As always, Medicaid policy is shifting in ways that will profoundly impact state programs over the next few years. These mandates fall into four primary areas of focus: Justice-Involved Youth Services, Prior Authorization (PA) Modernization, Critical Incident Reporting, and Health Equity initiatives. Each mandate can significantly shape state Medicaid programs, and it is essential for Medicaid directors and state agencies to be vigilant and proactive in their preparations.
Federal mandates are placing new emphasis on ensuring care for justice-involved youth, particularly as they transition back into society. By January 2025, Medicaid programs must have processes in place for providing pre-release assessments, developing care management plans, and supporting the reentry process.
State agencies should focus on creating robust assessment systems that prevent recidivism and ensure continuity of care. States should prioritize building systems that encompass both pre-carceral (before incarceration) and post-carceral (after incarceration) assessments and care plans. Oregon, for instance, is taking an active approach to implementing these services, focusing on reducing recidivism by maintaining continuous support.
The prior authorization process has long been a point of friction between healthcare providers and state Medicaid programs. The upcoming PA modernization mandate will focus on reducing provider abrasion and improving patient access to timely care. By January 2026, new business and technology standards will be required for the PA process, including the use of API integrations for provider access and peer-to-peer communications.
State Medicaid agencies must invest in modernizing their IT systems to meet these regulatory requirements. CMS aims to streamline processes that previously caused delays, ensuring that care decisions are made faster and with fewer administrative hurdles. This is particularly important in reducing the burden on healthcare providers, a challenge exacerbated by workforce shortages since the COVID-19 pandemic.

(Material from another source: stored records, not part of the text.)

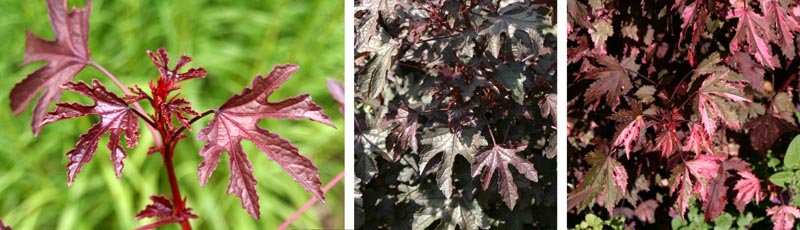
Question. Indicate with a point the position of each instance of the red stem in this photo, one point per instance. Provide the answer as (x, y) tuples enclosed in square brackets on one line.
[(311, 202), (169, 149)]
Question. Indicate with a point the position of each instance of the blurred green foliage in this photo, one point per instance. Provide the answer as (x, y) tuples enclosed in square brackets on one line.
[(234, 41)]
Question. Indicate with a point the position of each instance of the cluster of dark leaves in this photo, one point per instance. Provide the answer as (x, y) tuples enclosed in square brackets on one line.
[(236, 120), (448, 94), (673, 100)]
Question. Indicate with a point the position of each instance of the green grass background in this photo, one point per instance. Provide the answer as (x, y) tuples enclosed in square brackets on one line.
[(234, 41)]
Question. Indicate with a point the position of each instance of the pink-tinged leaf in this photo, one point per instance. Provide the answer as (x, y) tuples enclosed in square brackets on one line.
[(115, 117), (750, 29), (630, 134), (694, 16), (716, 197), (667, 124), (67, 55), (749, 188), (605, 184), (783, 216), (785, 25), (703, 169), (498, 158), (752, 71), (704, 166), (698, 140), (668, 142), (613, 80), (237, 120), (336, 89), (646, 211), (3, 226), (719, 100), (161, 208)]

New regulations are emerging that require states to consolidate critical incident reporting systems across various vulnerable populations. These include children in foster care, individuals with disabilities, and those receiving mental health or substance use treatment. States have historically used fragmented systems, which creates a gap in providing whole-person care.
West Virginia is leading the charge with the implementation of a unified critical incident reporting system. This novel approach will allow agencies to better track incidents across services and improve outcomes by seeing the full picture of each beneficiary's needs. State Medicaid directors should prioritize integrating their systems to ensure compliance and improved service delivery for these populations.
Addressing health disparities is at the heart of many of these policy changes, and Medicaid directors are increasingly focused on improving care for populations at higher risk of adverse outcomes. While most states have moved to managed care, there is a sizable portion of the Medicaid population that remains in fee-for-service programs. These populations, including dual-eligible beneficiaries and undocumented residents, often experience higher rates of health disparities and are not receiving the same level of care coordination available in managed care.
Oregon and Washington have taken proactive steps to provide care management for their fee-for-service populations to address health equity. By offering case management and care planning services, these states are leading by example in reducing healthcare disparities and improving overall outcomes for these high-risk groups.
To prepare for these upcoming mandates, state agencies should take the following steps:
In addition to providing an opportunity for Medicaid agencies to comply with federal requirements, these mandates also offer an important chance to improve care delivery and outcomes for their most vulnerable populations.